Ma la completa maturazione dello stile si ha con le Madonne degli anni 1540-1550 in cui i modelli michelangioleschi trovano il loro compimento. La Venere e Cupido della National Gallery, forse uno dei dipinti più conosciuti di Bronzino, fu dipinta invece per il re di Francia Francesco I. Dai Medici arriva intanto un'altra importante commissione: la fornitura di venti cartoni per gli arazzi che dovevano decorare il salone dei Duecento a Palazzo Vecchio. 
Dopo alcuni viaggi a Pisa e a Livorno, secondo le esigenze della corte, l'attività inizia a decrescere. Lo stile è ormai cristallizzato in schemi fissi e il Vasari gradualmente lo sostituisce nel ruolo di pittore di corte.

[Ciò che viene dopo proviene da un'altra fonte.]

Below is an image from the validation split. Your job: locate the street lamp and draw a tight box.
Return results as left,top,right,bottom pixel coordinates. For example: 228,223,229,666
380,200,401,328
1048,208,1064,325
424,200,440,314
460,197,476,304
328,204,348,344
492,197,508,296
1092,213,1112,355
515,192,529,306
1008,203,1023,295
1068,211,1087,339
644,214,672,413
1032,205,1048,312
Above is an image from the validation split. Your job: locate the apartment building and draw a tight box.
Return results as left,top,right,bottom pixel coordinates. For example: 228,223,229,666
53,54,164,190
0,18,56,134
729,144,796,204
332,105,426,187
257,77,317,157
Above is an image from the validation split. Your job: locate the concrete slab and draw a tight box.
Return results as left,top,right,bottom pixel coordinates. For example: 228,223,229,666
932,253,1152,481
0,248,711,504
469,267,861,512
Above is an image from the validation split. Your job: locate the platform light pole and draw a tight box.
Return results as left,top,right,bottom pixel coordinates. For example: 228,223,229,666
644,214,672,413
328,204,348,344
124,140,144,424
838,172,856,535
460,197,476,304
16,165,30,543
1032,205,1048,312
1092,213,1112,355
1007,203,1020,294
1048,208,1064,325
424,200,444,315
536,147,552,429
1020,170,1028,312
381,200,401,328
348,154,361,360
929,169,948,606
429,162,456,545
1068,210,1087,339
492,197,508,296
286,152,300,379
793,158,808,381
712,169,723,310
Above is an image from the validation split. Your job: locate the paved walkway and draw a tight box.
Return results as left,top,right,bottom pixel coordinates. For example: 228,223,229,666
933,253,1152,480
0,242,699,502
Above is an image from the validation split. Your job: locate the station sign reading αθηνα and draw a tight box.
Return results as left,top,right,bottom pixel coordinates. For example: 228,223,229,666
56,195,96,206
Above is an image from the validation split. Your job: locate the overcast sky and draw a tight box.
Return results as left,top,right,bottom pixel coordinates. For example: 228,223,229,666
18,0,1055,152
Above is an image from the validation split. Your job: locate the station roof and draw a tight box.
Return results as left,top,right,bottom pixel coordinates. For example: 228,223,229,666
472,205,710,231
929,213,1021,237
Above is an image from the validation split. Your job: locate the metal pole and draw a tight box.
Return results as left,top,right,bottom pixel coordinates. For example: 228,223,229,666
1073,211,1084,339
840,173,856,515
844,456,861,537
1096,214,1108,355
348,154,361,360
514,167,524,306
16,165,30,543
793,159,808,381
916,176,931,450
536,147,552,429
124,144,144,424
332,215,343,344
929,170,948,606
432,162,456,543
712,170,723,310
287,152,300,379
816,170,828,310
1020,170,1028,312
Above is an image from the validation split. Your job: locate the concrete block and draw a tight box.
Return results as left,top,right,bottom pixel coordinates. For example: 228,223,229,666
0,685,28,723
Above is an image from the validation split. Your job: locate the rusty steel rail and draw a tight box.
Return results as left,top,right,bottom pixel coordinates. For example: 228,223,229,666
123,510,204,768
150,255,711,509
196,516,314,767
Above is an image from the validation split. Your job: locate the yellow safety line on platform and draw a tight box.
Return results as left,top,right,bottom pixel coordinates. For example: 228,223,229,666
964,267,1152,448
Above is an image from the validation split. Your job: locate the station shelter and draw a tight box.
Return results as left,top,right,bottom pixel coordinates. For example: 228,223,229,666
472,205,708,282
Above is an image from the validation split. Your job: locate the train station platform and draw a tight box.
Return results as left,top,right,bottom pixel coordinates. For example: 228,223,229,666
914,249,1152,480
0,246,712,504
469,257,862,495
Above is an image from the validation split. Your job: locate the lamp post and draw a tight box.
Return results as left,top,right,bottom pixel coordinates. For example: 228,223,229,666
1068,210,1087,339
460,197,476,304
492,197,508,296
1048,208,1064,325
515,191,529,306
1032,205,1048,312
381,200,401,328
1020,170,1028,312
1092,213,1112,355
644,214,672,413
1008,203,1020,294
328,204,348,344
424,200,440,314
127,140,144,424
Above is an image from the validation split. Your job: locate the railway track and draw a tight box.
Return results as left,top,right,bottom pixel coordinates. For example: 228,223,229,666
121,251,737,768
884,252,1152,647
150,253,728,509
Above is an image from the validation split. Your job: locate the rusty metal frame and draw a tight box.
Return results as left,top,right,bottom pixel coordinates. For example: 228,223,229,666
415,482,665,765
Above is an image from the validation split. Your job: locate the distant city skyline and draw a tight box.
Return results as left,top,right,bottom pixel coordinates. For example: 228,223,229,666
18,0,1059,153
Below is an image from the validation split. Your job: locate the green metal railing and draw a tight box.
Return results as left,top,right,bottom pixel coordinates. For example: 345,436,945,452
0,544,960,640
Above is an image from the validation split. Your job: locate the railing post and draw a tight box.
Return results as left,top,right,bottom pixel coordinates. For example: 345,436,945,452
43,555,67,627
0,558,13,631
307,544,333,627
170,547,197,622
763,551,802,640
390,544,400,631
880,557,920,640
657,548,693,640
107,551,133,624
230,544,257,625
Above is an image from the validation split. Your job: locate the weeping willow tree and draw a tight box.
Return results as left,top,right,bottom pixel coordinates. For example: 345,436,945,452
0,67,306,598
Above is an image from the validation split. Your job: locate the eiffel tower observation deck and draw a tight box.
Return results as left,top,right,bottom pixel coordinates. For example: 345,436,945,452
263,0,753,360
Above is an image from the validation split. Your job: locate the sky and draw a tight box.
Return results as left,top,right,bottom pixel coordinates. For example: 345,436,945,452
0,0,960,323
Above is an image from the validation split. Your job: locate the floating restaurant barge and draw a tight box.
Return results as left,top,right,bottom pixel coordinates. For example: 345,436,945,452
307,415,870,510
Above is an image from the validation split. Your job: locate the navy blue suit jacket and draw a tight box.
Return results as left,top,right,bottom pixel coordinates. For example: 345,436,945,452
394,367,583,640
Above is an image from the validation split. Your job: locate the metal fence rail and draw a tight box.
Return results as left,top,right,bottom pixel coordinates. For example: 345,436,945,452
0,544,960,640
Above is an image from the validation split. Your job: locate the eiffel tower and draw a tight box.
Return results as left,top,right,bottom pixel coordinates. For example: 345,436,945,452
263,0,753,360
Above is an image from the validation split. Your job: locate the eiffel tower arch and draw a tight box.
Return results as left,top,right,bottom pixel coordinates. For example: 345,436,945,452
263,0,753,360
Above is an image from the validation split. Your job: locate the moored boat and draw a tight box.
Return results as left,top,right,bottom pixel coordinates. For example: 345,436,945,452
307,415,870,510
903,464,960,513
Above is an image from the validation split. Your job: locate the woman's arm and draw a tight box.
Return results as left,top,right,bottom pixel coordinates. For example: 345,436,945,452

Nel 1557 muore Pontormo, lasciando incompiuto il ciclo di affreschi nel coro della chiesa di San Lorenzo: Bronzino li porta a termine. Dopo aver dipinto due pale d'altare per la chiesa dei Cavalieri di Santo Stefano a Pisa su commissione di Cosimo de' Medici, all'età di sessantacinque anni Bronzino intraprende quello che può essere considerato il suo “testamento” artistico, l'affresco con il Martirio di San Lorenzo nell'omonima chiesa. L'affresco, a cui se ne doveva affiancare un secondo mai realizzato, è una sorta di manifesto estetico oltre che un tributo pubblico – come si evince dalla nudità e dai volumi scultorei dei corpi - all'opera di Michelangelo.
Il 23 novembre 1572 Bronzino muore lasciando tutti i dipinti e i disegni all'allievo Alessandro Allori.